Chiral active fluids: what can we learn from the total momentum?

TL;DR

This paper explores how chiral active fluids exhibit a fundamental difference between center-of-mass and total momentum due to microscopic rotation, impacting their rheological behavior and constraints on interactions.

Contribution

It demonstrates that total momentum, including spin effects, is essential for understanding chiral active fluids, contrasting with traditional equilibrium fluid descriptions.

Findings

Total momentum differs from CM momentum in chiral active fluids.

Total momentum constrains the form of stress and interactions.
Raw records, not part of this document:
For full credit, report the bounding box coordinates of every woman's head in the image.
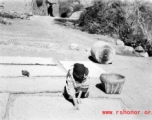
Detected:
[73,63,88,82]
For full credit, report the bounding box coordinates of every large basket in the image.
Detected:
[100,73,125,94]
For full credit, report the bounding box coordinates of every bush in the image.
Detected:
[78,0,152,55]
[59,0,83,17]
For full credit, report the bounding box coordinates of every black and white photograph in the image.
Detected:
[0,0,152,120]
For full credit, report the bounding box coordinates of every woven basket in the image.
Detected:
[100,73,125,94]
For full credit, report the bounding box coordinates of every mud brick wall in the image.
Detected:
[32,0,48,16]
[0,0,32,13]
[0,0,59,16]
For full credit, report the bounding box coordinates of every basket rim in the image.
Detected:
[100,73,125,84]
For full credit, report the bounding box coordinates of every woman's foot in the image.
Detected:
[77,98,82,104]
[73,105,79,110]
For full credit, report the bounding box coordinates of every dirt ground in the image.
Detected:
[0,16,152,119]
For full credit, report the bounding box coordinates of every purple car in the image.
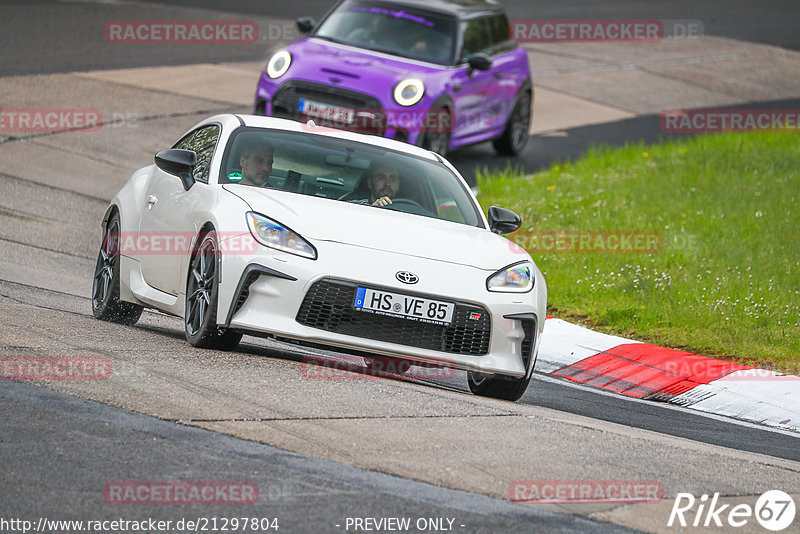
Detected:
[255,0,533,155]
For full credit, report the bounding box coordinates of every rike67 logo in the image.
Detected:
[667,490,796,532]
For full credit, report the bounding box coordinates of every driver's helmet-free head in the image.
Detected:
[228,135,275,182]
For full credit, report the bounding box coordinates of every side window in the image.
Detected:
[459,18,492,63]
[489,15,509,46]
[431,180,466,224]
[174,125,219,183]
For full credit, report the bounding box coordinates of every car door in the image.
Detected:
[488,14,528,128]
[452,17,497,140]
[138,125,220,295]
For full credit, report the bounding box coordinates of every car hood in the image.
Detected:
[223,185,529,272]
[286,38,443,90]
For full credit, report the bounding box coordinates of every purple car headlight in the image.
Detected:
[394,78,425,106]
[267,50,292,78]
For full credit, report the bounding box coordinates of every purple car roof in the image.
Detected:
[324,0,504,19]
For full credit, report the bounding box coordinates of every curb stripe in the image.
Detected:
[550,343,752,401]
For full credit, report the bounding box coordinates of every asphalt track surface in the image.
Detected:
[0,1,800,532]
[0,0,800,185]
[0,383,632,533]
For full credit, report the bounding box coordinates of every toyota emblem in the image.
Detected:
[394,271,419,284]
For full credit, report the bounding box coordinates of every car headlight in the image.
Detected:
[247,211,317,260]
[394,78,425,106]
[486,261,534,293]
[267,50,292,78]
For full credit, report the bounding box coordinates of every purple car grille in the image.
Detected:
[297,279,491,356]
[272,81,386,136]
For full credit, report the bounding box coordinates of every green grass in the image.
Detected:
[478,132,800,373]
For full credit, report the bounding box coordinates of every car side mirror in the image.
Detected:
[295,17,317,34]
[153,148,197,191]
[467,53,492,74]
[489,206,522,234]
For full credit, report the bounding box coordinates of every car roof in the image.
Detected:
[231,113,440,161]
[342,0,505,19]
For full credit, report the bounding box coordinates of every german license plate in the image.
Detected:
[353,287,456,325]
[297,98,356,124]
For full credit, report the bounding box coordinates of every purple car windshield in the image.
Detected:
[313,0,456,65]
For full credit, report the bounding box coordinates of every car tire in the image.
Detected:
[420,107,453,158]
[92,212,144,325]
[467,371,531,401]
[183,230,242,350]
[363,356,411,376]
[492,91,531,156]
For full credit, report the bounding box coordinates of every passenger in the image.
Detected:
[351,160,400,207]
[239,139,275,187]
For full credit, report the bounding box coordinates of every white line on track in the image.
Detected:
[533,373,800,438]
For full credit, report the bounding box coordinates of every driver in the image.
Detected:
[353,160,400,207]
[239,140,275,187]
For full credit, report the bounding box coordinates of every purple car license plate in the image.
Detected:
[297,98,356,124]
[353,287,455,325]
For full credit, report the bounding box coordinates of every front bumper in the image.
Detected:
[218,236,545,377]
[254,73,429,144]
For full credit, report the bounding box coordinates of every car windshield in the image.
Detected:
[313,0,456,65]
[219,127,483,228]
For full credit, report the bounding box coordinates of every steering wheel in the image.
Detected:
[384,198,429,211]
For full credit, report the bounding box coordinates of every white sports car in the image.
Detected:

The study relates odd viscosities to microscopic spin and interactions.

Abstract

Chiral active materials are those that break both time-reversal symmetry and parity microscopically, which results in average rotation of the material's complex molecules around their center-of-mass (CM). These materials are far from equilibrium due to their local non-vanishing spin angular momentum. In this paper we show that, unlike passive fluids, the non vanishing spin angular momentum brings about a difference between the CM momentum and the total momentum, which accounts for the momentum of all atoms that compose the complex rotating molecules. This is in stark contrast to equilibrium fluids where the CM stress and the total momentum are essentially equivalent. In fact, we find that generally the CM dynamics are insufficient to describe the dynamics of a chiral active material. The total momentum, other than being experimentally accessible in simple rheological experiments, also imposes another constraint -- its stress must be allowed to be written in a symmetric way. We find that the latter imposes a relation between possible central-force interactions and spin-spin interactions, and constraints the ammount of {\it odd} viscosities in the system to the well-known odd (Hall) viscosity and the odd pressure.